Le Dr François Marquis

« Ce qui est très salvateur pour moi, c’est que je ne suis ni sur Facebook ni sur Twitter », ajoute celui que l’on voit très fréquemment intervenir dans les émissions d’informations télévisées.

Présidente du Comité consultatif national de l’immunisation, la Dre Caroline Quach s’est exposée aux critiques du Québec, mais aussi à celles d’habitants d’un océan à l’autre. « Are you sure your name is not Quack [un terme qui signifie charlatan, pour un médecin] ? », lui a ainsi demandé un anglophone dans un courriel alors que le comité qu’elle dirige sur une base bénévole se penchait sur le vaccin d’AstraZeneca.
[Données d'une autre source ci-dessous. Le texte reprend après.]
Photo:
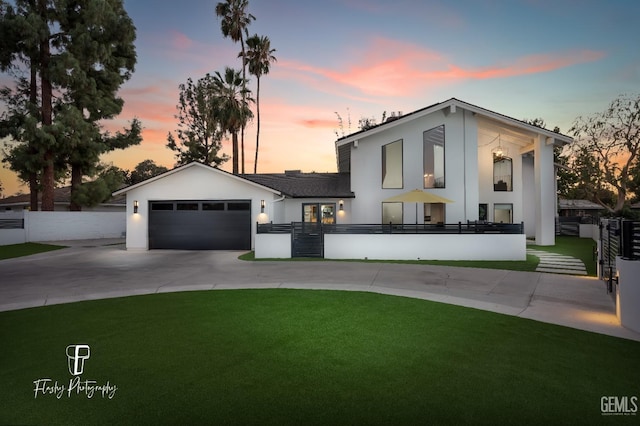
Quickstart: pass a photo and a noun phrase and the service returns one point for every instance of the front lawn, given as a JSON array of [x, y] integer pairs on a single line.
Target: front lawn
[[307, 357], [26, 249]]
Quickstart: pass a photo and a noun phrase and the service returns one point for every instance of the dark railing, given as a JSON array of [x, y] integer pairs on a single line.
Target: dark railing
[[274, 228], [458, 228], [11, 223]]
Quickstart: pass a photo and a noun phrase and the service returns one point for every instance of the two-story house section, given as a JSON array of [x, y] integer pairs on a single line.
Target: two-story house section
[[493, 167]]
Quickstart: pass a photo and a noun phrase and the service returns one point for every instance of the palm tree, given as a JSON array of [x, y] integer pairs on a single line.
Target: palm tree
[[259, 58], [234, 22], [232, 105]]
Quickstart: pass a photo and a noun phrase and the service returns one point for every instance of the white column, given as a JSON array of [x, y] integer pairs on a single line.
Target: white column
[[471, 168], [545, 192]]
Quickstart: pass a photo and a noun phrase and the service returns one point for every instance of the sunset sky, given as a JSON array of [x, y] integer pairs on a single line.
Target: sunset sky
[[554, 59]]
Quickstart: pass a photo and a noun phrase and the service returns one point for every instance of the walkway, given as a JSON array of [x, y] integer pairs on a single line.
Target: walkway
[[89, 271], [558, 263]]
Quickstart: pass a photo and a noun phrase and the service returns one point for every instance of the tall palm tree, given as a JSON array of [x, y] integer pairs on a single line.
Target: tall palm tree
[[259, 58], [234, 22], [232, 105]]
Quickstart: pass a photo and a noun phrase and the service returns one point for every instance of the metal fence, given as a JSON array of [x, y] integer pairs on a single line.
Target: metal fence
[[458, 228], [630, 240], [618, 237]]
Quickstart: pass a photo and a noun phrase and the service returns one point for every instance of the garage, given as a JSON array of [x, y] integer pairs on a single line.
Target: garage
[[200, 224]]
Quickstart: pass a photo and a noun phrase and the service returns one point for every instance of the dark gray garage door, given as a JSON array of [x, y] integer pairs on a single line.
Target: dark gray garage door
[[200, 225]]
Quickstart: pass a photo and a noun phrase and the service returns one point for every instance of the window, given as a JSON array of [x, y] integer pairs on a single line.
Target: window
[[502, 174], [239, 206], [503, 213], [434, 213], [392, 165], [212, 206], [314, 212], [392, 213], [433, 151], [187, 206], [161, 206]]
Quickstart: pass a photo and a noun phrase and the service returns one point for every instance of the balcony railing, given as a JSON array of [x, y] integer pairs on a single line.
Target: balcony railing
[[458, 228]]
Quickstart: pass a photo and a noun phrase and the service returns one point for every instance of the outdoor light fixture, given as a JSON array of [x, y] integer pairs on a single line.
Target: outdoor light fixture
[[499, 152]]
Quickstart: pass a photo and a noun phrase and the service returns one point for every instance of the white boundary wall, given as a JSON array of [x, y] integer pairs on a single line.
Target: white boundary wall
[[61, 226], [426, 246], [273, 246], [628, 293]]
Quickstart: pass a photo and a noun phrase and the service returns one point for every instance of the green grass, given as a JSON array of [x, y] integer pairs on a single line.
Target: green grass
[[308, 357], [26, 249], [580, 248]]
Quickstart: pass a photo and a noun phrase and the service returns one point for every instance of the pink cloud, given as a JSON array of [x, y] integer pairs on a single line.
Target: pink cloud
[[319, 123], [180, 40], [389, 68]]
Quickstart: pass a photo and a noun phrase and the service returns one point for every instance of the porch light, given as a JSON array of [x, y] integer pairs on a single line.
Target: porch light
[[499, 152]]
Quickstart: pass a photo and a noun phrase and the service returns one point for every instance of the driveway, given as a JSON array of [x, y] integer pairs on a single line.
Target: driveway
[[89, 271]]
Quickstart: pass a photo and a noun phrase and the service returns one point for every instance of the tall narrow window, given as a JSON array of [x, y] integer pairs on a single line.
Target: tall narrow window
[[502, 174], [482, 212], [392, 165], [433, 149], [503, 213], [392, 213]]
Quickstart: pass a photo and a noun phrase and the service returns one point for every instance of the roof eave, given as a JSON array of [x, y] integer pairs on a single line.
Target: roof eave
[[192, 164], [559, 137]]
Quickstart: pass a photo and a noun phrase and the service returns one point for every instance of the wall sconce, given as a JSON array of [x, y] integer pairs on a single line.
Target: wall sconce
[[499, 152]]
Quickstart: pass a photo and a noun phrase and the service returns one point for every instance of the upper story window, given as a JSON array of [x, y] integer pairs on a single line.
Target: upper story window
[[392, 165], [502, 174], [433, 148]]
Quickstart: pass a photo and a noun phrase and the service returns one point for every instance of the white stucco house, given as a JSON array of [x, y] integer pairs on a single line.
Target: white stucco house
[[495, 169]]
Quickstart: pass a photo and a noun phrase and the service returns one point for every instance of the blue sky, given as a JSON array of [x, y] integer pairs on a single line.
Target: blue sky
[[554, 59]]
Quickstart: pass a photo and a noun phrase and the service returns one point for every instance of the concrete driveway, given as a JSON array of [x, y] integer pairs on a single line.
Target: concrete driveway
[[88, 270]]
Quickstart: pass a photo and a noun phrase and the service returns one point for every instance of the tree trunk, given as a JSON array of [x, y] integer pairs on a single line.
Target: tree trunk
[[33, 176], [244, 97], [622, 196], [48, 180], [76, 180], [255, 163], [234, 143], [33, 192]]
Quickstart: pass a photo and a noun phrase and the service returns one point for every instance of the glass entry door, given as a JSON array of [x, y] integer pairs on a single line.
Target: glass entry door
[[316, 212]]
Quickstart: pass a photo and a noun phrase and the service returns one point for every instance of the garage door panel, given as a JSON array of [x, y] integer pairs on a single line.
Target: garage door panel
[[201, 229]]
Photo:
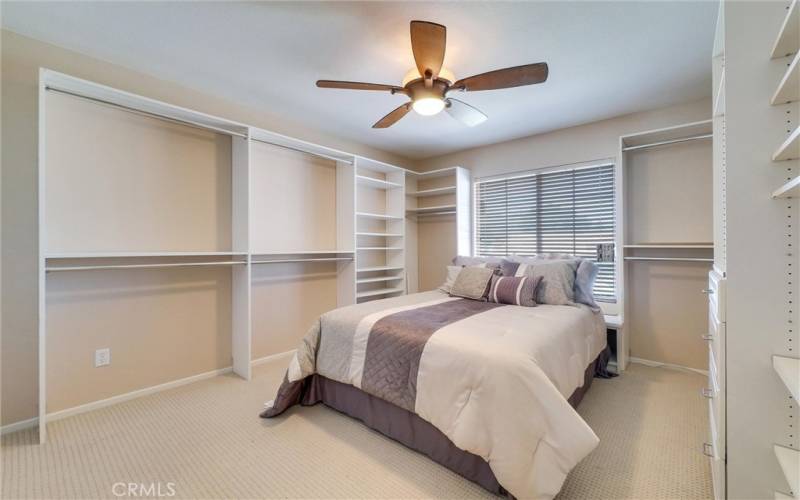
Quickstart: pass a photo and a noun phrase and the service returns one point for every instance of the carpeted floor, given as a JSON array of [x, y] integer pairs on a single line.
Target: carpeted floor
[[206, 441]]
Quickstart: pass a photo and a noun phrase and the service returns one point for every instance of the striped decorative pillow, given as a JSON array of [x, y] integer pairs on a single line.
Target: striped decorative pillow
[[514, 290]]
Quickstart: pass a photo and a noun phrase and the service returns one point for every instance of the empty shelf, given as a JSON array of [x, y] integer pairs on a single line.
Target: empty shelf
[[376, 183], [379, 279], [672, 245], [789, 371], [378, 216], [425, 210], [789, 88], [386, 235], [788, 41], [379, 268], [433, 192], [790, 149], [112, 255], [380, 291], [790, 464], [791, 188]]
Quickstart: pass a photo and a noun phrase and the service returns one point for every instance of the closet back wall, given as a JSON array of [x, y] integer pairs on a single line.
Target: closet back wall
[[21, 59]]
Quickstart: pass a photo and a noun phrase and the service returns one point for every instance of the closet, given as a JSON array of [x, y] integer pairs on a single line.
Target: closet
[[438, 224], [176, 246], [666, 231]]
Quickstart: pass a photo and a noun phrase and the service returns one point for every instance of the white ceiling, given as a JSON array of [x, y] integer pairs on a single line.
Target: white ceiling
[[606, 58]]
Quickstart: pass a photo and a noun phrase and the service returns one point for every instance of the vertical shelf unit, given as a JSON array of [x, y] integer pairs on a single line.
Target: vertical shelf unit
[[380, 233], [654, 235], [197, 224], [438, 223], [786, 99]]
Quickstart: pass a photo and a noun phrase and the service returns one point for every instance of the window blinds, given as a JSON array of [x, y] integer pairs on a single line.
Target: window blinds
[[567, 211]]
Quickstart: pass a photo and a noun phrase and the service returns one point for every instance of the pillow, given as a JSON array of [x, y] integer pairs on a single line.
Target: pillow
[[514, 290], [558, 280], [452, 272], [472, 283], [584, 283]]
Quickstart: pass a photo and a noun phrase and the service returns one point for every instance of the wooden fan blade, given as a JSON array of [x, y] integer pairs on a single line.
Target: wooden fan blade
[[393, 117], [428, 43], [465, 113], [504, 78], [336, 84]]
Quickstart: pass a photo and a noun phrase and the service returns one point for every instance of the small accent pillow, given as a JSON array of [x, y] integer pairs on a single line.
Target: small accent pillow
[[558, 280], [452, 273], [472, 283], [514, 290]]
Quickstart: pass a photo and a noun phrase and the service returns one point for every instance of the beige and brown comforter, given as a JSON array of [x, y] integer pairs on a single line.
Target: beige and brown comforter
[[493, 378]]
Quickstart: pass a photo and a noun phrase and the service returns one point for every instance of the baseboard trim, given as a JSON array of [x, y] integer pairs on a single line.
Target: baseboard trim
[[96, 405], [671, 366]]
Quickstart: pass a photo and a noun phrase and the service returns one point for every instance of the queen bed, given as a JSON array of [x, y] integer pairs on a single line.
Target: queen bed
[[483, 388]]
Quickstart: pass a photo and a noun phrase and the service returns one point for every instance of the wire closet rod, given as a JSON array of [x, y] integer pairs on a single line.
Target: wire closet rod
[[283, 261], [665, 143], [148, 113], [142, 266], [677, 259], [313, 153]]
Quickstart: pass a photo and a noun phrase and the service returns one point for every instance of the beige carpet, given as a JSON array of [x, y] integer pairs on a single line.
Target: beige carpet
[[207, 441]]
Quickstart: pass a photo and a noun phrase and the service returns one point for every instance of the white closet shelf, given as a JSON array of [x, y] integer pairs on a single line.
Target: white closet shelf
[[142, 266], [109, 255], [302, 252], [791, 188], [378, 216], [376, 183], [789, 88], [701, 246], [378, 279], [425, 210], [379, 248], [788, 41], [379, 268], [386, 235], [789, 459], [789, 371], [790, 149], [433, 192], [380, 291]]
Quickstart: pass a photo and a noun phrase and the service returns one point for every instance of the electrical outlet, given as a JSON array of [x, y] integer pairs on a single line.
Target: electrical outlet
[[102, 357]]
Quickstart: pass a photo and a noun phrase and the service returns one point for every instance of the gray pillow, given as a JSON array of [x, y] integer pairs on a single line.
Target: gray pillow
[[472, 283], [558, 280]]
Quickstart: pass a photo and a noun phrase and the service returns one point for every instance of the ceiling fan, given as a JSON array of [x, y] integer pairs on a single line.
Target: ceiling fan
[[428, 84]]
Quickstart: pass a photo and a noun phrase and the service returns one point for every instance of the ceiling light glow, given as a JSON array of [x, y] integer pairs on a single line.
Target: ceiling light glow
[[428, 106]]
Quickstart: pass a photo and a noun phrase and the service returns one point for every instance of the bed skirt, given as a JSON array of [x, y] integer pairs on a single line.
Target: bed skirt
[[414, 432]]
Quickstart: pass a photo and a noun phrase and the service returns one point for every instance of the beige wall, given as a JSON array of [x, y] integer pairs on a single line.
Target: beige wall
[[21, 59], [666, 314]]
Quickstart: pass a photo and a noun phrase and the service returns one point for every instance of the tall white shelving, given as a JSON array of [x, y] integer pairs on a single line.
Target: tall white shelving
[[366, 249], [438, 223]]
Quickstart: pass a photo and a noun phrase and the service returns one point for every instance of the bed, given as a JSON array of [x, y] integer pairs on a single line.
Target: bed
[[485, 389]]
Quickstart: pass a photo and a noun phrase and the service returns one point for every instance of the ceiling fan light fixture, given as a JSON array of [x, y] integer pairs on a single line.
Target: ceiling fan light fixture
[[428, 106]]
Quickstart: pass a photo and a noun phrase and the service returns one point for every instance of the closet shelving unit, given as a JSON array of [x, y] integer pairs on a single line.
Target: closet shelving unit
[[380, 232], [438, 223], [786, 50], [676, 248], [242, 231]]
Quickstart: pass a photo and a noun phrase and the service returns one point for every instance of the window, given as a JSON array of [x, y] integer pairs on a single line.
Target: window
[[566, 211]]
Même la scientifique en chef du Canada, la Dre Mona Nemer, n’a pas été épargnée. « Je vous confirme que nous recevons aussi des courriels de mécontentements, mais nous interceptons la plupart avant qu’ils arrivent à Mme Nemer – question de la protéger contre cette pression négative désagréable et inutile », écrit son chef de cabinet, Luc Gauthier.

Quel avenir pour la communication scientifique ?

Il ajoute que depuis des années, Mona Nemer « milite auprès des chercheurs et d’universitaires pour qu’ils participent davantage à la diffusion des connaissances auprès du grand public » et craint que la « multiplication des campagnes d’intimidation contre ceux et celles qui prennent la parole pour expliquer la science et la rendre accessible risque de faire contrepoids à son message ».

L’Association des communicateurs scientifiques du Québec s’inquiète de cette haine qui se déchaîne contre les experts qui vulgarisent la science. Le phénomène n’est certes pas nouveau, mais la pandémie de COVID-19 l’a exacerbé, constate Laurène Smagghe, présidente par intérim du C. A. de l’organisation.

« Ça s’est accentué dans la dernière année, avec le fait que la science a été tellement au cœur de l’actualité, et sur une longue période. [...] On le déplore, on le condamne, mais malheureusement, ça ne nous surprend pas », explique celle qui est aussi rédactrice en chef du magazine de science jeunesse Les Débrouillards.

PHOTO FRANÇOIS ROY, ARCHIVES LA PRESSE

Olivier Bernard, mieux connu sous le pseudonyme de Pharmachien

Car certains ont joué dans le même film. Parlez-en à Olivier Bernard, mieux connu sous le pseudonyme de Pharmachien. En 2019, il a dû se résoudre à prendre une pause après avoir été victime d’une campagne d’intimidation. On a menacé son intégrité physique, on a appelé à porter plainte contre lui à l’Ordre des pharmaciens du Québec, on a publié l’adresse de son lieu de travail et appelé à un boycottage des livres de sa conjointe.

L’élément déclencheur ? La publication d’un texte où il soulignait l’absence de preuves scientifiques concernant l’efficacité de la vitamine C injectable contre le cancer. Inutile de dire que la flambée d’injures et d’insultes dont font actuellement état les experts en santé publique n’a rien d’étonnant pour lui non plus.

« Ça fait neuf ans que je fais de la vulgarisation, et les sujets qui m’intéressent sont ceux qui sont délicats, controversés. Là, j’ai des collègues qui m’écrivent et qui me disent que c’est terrible, ce qu’on vit en ce moment, qu’on n’a jamais vu ça, et moi, je leur réponds qu’ils viennent de réaliser ce que c’est, être là-dedans tous les jours », affirme-t-il.

Et d’ailleurs, plutôt que d’opérer un repli face aux assauts des complotistes, plusieurs jurent de continuer à sévir. « Je crois fondamentalement que la seule façon d’arriver à contrebalancer l’impact négatif des conspirationnistes, des antivaccins, des antimasques, c’est d’être aussi présents qu’eux pour donner de l’information », plaide le DMarquis.